This is the moment fans have been waiting for since the Theater of Baseball went dark at the beginning of last November. The curtain is about to go up on The Show, 2016 edition, with three games today, including a rematch tonight between last year’s World Series contestants, the New York Mets and the champion Kansas City Royals. A full slate of games is scheduled for tomorrow, including the Red Sox opener in Cleveland. (Who in their right mind schedules a season-opener in Cleveland, especially at 4 p.m.? It could be snowing, for God’s sake.)

That quibble aside, these are good times to be a baseball fan. Even as inequality of wealth increasingly divides American society, baseball’s have-nots are more than holding their own. The sport’s fabulously rich teams — the Yankees, the Dodgers, the Red Sox, to name but three — are hardly dominating on the field, while more modestly endowed teams in places such as Kansas City, Toronto, Pittsburgh and Houston are thriving between the lines. Of course, baseball recognized the importance of sharing the wealth as long ago as 1996, when revenue-sharing was introduced in the name of promoting competitive balance between big- and small-market teams. A so-called luxury tax on high spending teams was added in 2002, and, by all indications, the system has worked pretty much as intended, Overall, the game is much healthier for it, to the tune of about $9.5 billion in gross revenue last year.
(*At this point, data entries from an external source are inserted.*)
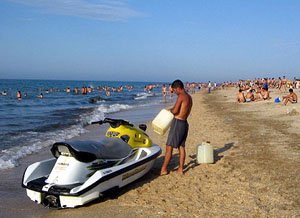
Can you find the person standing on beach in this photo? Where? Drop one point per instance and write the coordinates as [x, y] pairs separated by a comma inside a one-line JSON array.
[[179, 127]]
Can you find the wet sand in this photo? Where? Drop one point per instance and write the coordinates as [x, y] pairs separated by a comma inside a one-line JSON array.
[[256, 171]]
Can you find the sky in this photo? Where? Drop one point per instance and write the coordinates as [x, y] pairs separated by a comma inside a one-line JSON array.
[[149, 40]]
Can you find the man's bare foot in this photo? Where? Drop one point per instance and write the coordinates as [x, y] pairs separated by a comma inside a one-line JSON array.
[[180, 171], [163, 173]]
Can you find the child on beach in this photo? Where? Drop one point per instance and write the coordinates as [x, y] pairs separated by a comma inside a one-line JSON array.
[[292, 97], [179, 127]]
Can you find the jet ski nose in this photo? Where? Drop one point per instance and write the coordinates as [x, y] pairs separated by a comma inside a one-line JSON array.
[[51, 201]]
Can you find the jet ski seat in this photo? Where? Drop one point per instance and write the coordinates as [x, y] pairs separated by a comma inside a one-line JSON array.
[[87, 151]]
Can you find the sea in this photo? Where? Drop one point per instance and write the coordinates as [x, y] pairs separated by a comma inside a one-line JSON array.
[[34, 123]]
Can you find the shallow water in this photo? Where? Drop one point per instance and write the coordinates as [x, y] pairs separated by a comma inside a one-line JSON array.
[[31, 124]]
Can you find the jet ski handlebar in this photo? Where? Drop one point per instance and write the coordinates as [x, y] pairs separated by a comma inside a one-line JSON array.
[[113, 122]]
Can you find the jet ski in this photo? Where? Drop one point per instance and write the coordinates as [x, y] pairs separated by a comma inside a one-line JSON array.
[[81, 171]]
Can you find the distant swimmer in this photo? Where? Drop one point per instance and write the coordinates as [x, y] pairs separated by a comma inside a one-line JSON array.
[[19, 95], [41, 96]]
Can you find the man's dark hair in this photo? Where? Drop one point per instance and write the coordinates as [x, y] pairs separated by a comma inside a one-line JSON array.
[[177, 84]]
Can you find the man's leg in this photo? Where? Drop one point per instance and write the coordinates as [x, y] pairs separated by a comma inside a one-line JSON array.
[[168, 156], [181, 159]]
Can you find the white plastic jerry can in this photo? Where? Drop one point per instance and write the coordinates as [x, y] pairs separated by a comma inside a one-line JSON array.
[[205, 153], [162, 121]]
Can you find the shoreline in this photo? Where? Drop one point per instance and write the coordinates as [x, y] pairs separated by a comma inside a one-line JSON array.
[[256, 170], [11, 192]]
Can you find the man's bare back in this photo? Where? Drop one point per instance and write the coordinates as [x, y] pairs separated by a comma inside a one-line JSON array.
[[183, 105]]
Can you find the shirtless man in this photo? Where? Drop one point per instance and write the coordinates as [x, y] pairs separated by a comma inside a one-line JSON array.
[[292, 97], [250, 96], [164, 92], [179, 127], [240, 97]]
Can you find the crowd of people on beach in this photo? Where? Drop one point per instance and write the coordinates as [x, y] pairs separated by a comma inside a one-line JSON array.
[[258, 89], [107, 90]]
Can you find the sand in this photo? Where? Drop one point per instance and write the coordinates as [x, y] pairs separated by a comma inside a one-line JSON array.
[[256, 171]]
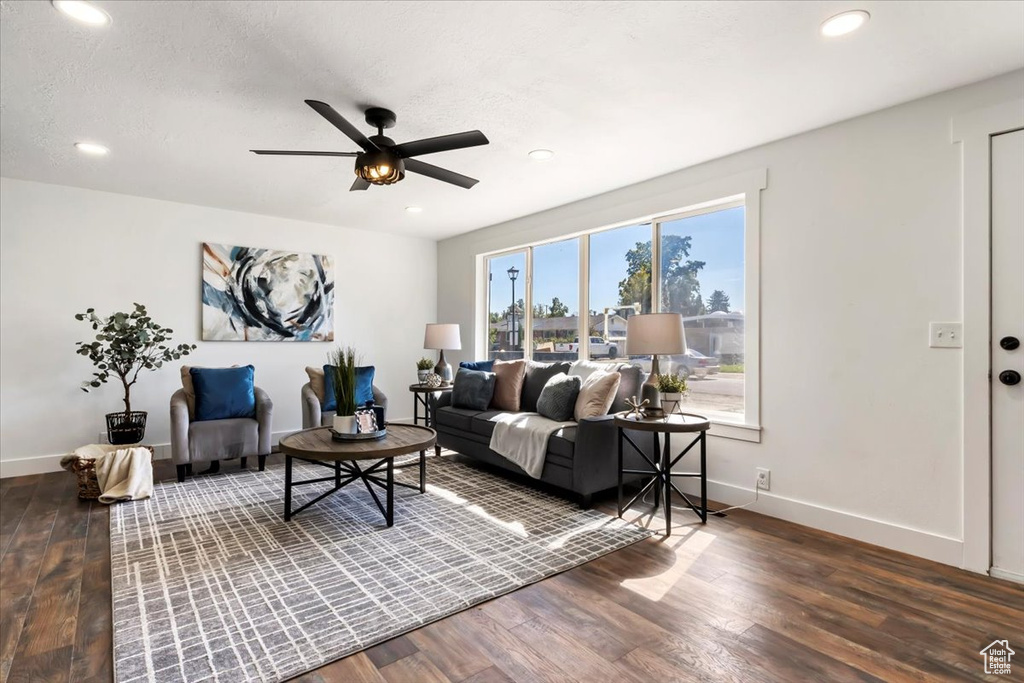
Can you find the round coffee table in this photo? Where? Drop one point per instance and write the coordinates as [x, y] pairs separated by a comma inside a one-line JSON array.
[[660, 473], [316, 446]]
Readers are invited to draw their own conclusions about the applicability of baseball’s approach to the larger political sphere.

Fans will be getting some additional protection at the ballpark this season from balls and bats that fly into the stands, as many teams follow the recommendation of Major League Baseball and extend the protective netting that already exists behind home plate down the first and third base lines, with the idea of covering any seat within 70 feet of home plate. We are mindful that interaction between fan and player is one of baseball’s charms, but there have been too many scary incidents in recent years in which fans have been injured, or could have been, to ignore the problem. 

Those who find the pace of baseball too slow (and even many die-hard fans do) will be encouraged to learn that measures to speed up the game instituted last year shaved more than 6 minutes off the average game. This season, in the same vein, coaches and managers will be limited to 30-second consultations with pitchers on the mound.   

On the field, the game is studded with bright young stars, including the prodigiously talented outfielders Mike Trout of the Los Angeles Angels and Bryce Harper of the Washington Nationals, who seem destined to duel for many years for the title of baseball’s best player. We have not seen Harper play all that often, but familiarity with Trout’s all-around game inspires awe. He’s the closest thing to a young, healthy Mickey Mantle that has come on the scene in many a year.

And then there are the Mets, with four — or is it five? — young, flame-throwing aces in their starting rotation, evoking memories of . . . well, let’s not go there. The history of baseball is full of stories of promising pitching staffs all too quickly worn down and used up by the extraordinary demands that the game places on young pitching arms. After all, what other sport has a singular surgical procedure named after one of its former players (Tommy John)? Let’s hope this group stays together and succeeds together.    

The Red Sox, coming off their third last-place finish in four years, have some reason for optimism in their own right this season, having paid top dollar in the offseason for a top-flight starting pitcher in David Price. He will complement a roster replete with talented youngsters, among whom shortstop Xander Bogaerts and outfielder Mookie Betts stand out as already on the brink of stardom. The new season marks a shift in management philosophy in Boston as well. Principal owner John Henry acknowledged in February that he thought the team had relied too heavily on statistical analysis in making decisions in recent years, which may explain in part why he brought in old-school executive and old friend Dave Dombrowski to run the Sox in place of Ben Cherington, pride of the Upper Valley, who has a World Series championship to his credit as well as a couple of disappointing seasons.   

Nonetheless, analytics are now an ingrained part of baseball, as witnessed by a multi-year deal recently struck between Apple and Major League baseball that will equip every team’s coaching staff with iPad Pro tablets on which they can use proprietary data to help make dugout decisions in real time. We can’t help but wonder whether Apple is prepared to replace the tablets when an outraged manager blows a gasket over an umpire’s call and slams down his new digital helper on the concrete floor of the dugout. Think of it as old school meets new.